Defense Minister Song Young-moo has assessed that North Korea is unlikely to recklessly use its nuclear weapons.
Speaking to reporters after delivering a speech at the Sixth Fullerton Forum in Singapore on Monday, Song said North Korea will likely be erased from the map if it uses its nuclear weapons against South Korea or the United States.
He made the remark to a question on whether the North would use its nukes offensively.
Song said the threat of a nuclear strike was part of the Kim Jong-un regime’s propaganda campaign and therefore there is little possibility that it would actually carry out an attack.
Asked about the possibility of the North using its nuclear weapons to bring about unification of the two Koreas on its own terms, Song said such an idea is an anachronistic way of thinking.
On the controversy over the redeployment of U.S. tactical nuclear weapons to the South, Song said that he had made clear before a parliamentary committee that South Korea remains committed to its denuclearization policy.

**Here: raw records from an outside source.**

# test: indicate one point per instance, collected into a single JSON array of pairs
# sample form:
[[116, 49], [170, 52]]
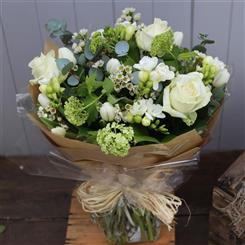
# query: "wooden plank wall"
[[22, 34]]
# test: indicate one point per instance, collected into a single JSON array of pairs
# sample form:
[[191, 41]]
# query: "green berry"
[[146, 122], [137, 118]]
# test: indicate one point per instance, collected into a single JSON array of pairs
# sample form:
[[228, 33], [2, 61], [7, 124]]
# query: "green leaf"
[[141, 136], [49, 124], [108, 86], [92, 109], [82, 90], [200, 48], [2, 228], [186, 56]]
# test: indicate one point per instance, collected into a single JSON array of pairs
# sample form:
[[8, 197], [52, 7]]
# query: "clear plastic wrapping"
[[128, 197]]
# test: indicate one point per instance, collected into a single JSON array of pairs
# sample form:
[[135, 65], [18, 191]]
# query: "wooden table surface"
[[35, 209]]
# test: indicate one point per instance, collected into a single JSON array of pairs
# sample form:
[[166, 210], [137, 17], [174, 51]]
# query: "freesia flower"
[[162, 73], [148, 108], [146, 63]]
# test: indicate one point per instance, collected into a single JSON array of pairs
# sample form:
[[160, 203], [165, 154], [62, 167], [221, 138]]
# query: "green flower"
[[74, 111], [162, 43], [97, 42], [115, 139]]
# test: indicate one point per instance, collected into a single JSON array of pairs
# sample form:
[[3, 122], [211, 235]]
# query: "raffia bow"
[[98, 198], [236, 211]]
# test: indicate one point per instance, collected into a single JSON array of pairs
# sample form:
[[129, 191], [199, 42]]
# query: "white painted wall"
[[22, 34]]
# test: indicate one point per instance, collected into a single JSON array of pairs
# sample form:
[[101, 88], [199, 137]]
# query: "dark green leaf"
[[140, 135], [87, 52], [90, 81], [92, 109], [73, 80], [82, 90], [98, 73], [2, 228], [81, 59], [219, 93], [108, 85], [122, 48], [49, 124], [64, 65], [186, 55]]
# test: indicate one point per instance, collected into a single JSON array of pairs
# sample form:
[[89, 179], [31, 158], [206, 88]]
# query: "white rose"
[[146, 63], [129, 29], [112, 65], [145, 36], [107, 112], [221, 78], [43, 100], [185, 95], [44, 68], [58, 131], [218, 64], [67, 54], [178, 38], [162, 73]]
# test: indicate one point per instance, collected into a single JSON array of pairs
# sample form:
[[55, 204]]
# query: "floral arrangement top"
[[126, 85]]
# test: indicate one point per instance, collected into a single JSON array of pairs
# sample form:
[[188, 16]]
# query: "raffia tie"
[[236, 212], [97, 199]]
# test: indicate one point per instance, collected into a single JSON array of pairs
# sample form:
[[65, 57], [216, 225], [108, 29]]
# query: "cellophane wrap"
[[128, 196]]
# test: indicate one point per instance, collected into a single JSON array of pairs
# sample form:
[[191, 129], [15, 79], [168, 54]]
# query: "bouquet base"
[[81, 230]]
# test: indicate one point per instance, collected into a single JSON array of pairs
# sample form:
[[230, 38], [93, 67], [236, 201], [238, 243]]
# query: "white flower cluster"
[[129, 15], [79, 40], [151, 70], [146, 107]]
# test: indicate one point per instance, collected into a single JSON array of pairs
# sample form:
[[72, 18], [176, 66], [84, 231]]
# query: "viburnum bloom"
[[146, 63]]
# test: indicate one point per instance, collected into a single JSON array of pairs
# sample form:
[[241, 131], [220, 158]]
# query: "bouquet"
[[131, 107]]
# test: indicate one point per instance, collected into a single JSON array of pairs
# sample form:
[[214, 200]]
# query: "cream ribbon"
[[98, 198]]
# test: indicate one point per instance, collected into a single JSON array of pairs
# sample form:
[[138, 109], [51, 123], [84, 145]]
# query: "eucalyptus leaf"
[[122, 48], [92, 109], [2, 228], [187, 55], [87, 52], [64, 65], [135, 79], [108, 85], [98, 73], [49, 124], [81, 59]]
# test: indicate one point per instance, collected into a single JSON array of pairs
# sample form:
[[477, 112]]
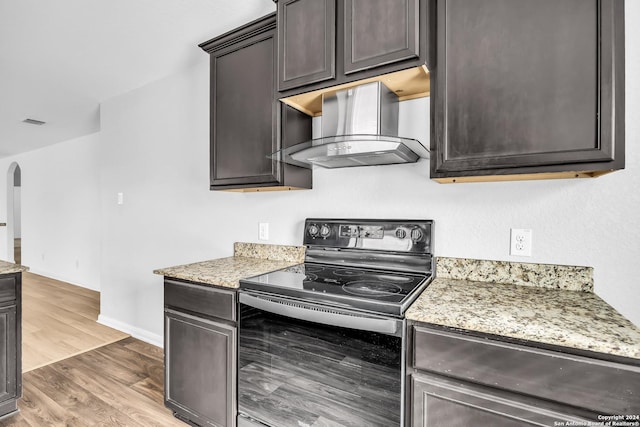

He was quick to add, however, that the South will continue to cooperate with the U.S. to completely suppress the North's nuclear threats through their joint military strength and information-sharing capacity.
In his keynote speech at the Fullerton Forum, Song had reaffirmed that South Korea will never accept the North as a nuclear state. He said Seoul will continue to strongly respond to the North's threats while pursuing the complete, verifiable and irreversible denuclearization of the peninsula by mobilizing all means possible, including sanctions and dialogue.